At 1:47, the first movement proper begins. It is Allegro and in two-four meter. The ictus is the quarter note, and this quarter note beat is equal to the sixteenth note subdivision from the introduction. Is this a metric shift? Here is a different situation. The division of sixteenth note equals the division of the quarter note. This fulfills our definition of a metric shift. But it can be one only if the new quarter note tempo selected by the conductor equals the old sixteenth note tempo. If the conductor selected a different new tempo, then that moment in the music would not be a metric shift.
This brings us to an important point; one that has been made elsewhere in this blog. Music is an aural art form. Though notated music is essential in Western culture art music, it is a means of transmission, and not the music itself. The music itself is what is performed and heard. If, when the music is played properly, it sounds like a metric modulation, then it is. If, regardless of what a composer wrote down, it does not sound like a metric modulation, then it is not. The ultimate analysis must come from what is heard.

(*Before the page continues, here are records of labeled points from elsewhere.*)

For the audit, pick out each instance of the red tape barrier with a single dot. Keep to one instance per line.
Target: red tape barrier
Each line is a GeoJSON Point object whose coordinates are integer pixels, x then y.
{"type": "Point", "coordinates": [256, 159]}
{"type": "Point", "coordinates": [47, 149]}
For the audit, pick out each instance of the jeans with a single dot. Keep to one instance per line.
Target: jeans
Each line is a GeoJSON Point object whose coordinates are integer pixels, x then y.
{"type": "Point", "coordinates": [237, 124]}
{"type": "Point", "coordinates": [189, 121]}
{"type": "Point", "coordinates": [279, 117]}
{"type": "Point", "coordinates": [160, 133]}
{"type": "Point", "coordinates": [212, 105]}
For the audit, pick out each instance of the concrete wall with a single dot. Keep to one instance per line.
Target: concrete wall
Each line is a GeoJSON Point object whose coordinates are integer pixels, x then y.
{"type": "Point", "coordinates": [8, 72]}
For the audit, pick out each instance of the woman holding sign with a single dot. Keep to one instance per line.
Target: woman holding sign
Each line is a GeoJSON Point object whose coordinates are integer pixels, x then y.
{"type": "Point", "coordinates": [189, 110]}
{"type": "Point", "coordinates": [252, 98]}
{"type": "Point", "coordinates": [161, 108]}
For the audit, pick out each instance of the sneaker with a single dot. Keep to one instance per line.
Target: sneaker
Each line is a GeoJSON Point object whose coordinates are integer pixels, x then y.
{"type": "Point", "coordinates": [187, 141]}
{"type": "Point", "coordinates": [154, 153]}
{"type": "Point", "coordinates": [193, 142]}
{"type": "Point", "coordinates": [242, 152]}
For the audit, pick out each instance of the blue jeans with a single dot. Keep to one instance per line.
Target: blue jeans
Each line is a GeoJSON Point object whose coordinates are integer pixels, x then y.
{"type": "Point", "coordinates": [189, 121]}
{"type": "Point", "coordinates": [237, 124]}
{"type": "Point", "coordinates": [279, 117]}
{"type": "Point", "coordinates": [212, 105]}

There is one more point to made on this subject. In tonal analysis, temporary instances of non-diatonic tonalities as results from chromaticism forming secondary dominants, Neopolitan second chords, augmented sixth chords, and so forth, are often not considered modulations, because their resolutions do not bring the music to a new key, but only circle round to the same key as before. We must take the same approach with metric modulations. Though irregular meters such as five-eight and seven-eight do regroup subdivisions into faster and slower beats, these frequent shifts within a single measure do not initiate a new overall tempo for the music, but rather establish a regular pattern of irregular beat durations. As such, they are no more modulations than a melodic minor passage is considered one key in its ascending form and another key in its descending form. Any alteration is so short-lived that it cannot be construed as a modulation. For further inquiry, listen to Eliot Carter’s first string quartet, from which the concept of metric modulation gained traction.